Some countries produce too much electricity at a certain period of the year, and have to pay another country to get rid of their extra own unconsumed electricity. Why can’t a power plant produce more electricity than consumed, what’s the physical obstacle to do so?
Also, what will the receiving country do if this surplus of electricity is again not consumed entirely?
In: 60
Countries do share electricity, but the problem is that you have to use electricity the exact instant it is made. Pretty much every light bulb and TV runs on electricity that was manufactured only a fraction of a second beforehand.
The only way to ‘save up’ extra electricity so it can be used at a different time is with batteries. A battery for an entire country would be too expensive to make.
You could also ask the question: Why are batteries so much more expensive than power plants? One reason is because of the nature of what they do. A battery is like a bucket that holds electricity. A power plant is like a hose that shoots fast-moving electricity.

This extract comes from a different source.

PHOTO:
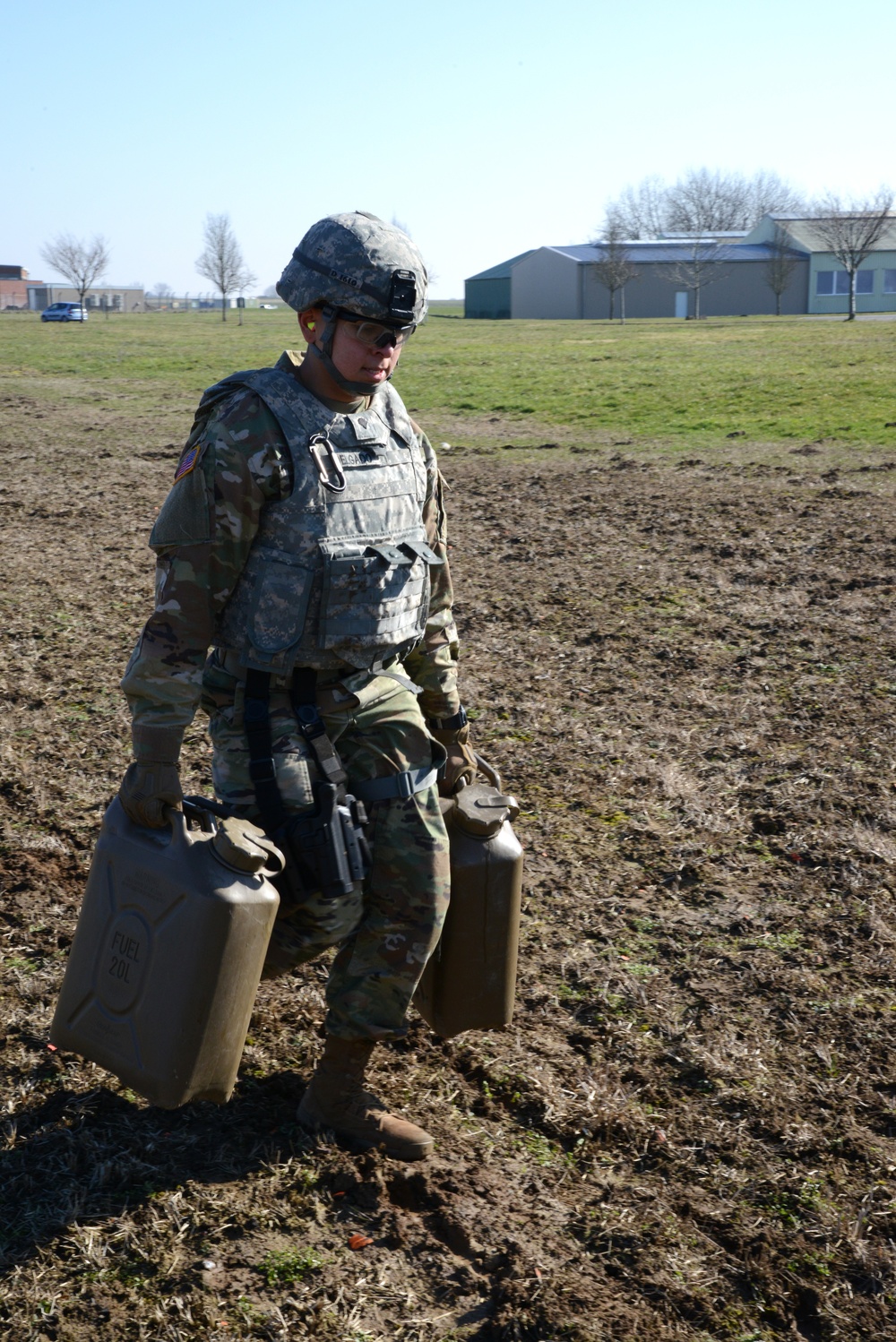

Now, if you had to provide a city with water for a month, what would be easier: Building a bucket to hold all the water that millions of people and businesses use in a month (it would be larger than dozens of skyscrapers), or making a powerful hose?
Where would they dump it? Electricity generation must be consumed as it’s generated or bad things begin to happen. Renewables are handy in this regard because utilities can simply shut off generation as needed to match demand.
That being said, as battery storage becomes a thing, it will possible to store vast amounts of overproduction.
Wind generators are highly variable, so whenever a local grid is drawing from those tall wind gens, there is a certain amount of backup generators with hem that use a jet engine to turn a generator. They burn natural gas, so the exhaust is not too smoggy.
These gas turbines can be turned on and off rapidly.
As far as cost-effectiveness, the steam-turbines that burn coal for heat are still very cheap per energy generated, but…they can’t just be turned on and off, so they are for the base-load, meaning the lowest demand times they are running at a low generation level, but they are not off. This is why electricity is cheaper at night, and that’s when the government wants electric cars to charge up.
I’m not aware of any countries paying to export energy as a long term strategy. That sounds like an extremely niche scenario, as the obvious answer is to just stop producing.
Production always has to match demand or bad things happen. Essentially the system becomes unstable and either crashes or blows itself up.
You can control production pretty easily. Controlling demand is very hard, you’d need rolling blackouts or massive heaters you can quickly switch in to eat (waste) the power. You can control it a little by exporting to another country, who may be able to control their production better than you can
Think of it like baking a cake in an oven. The heat is like electricity, and the cake is like the electric consumers.
Too much heat, cake burns. Too little, cake doesn’t bake.
The oven will heat up to the right temp and then turn off, because if it kept producing heat it would get too hot and burn the cake. If it gets too hot accidentally, open the oven door to release some heat.
Same with generating electricity…too much electricity and my electronics and stuff go bzzzZzzzzzbbrrrbrrrboom!!!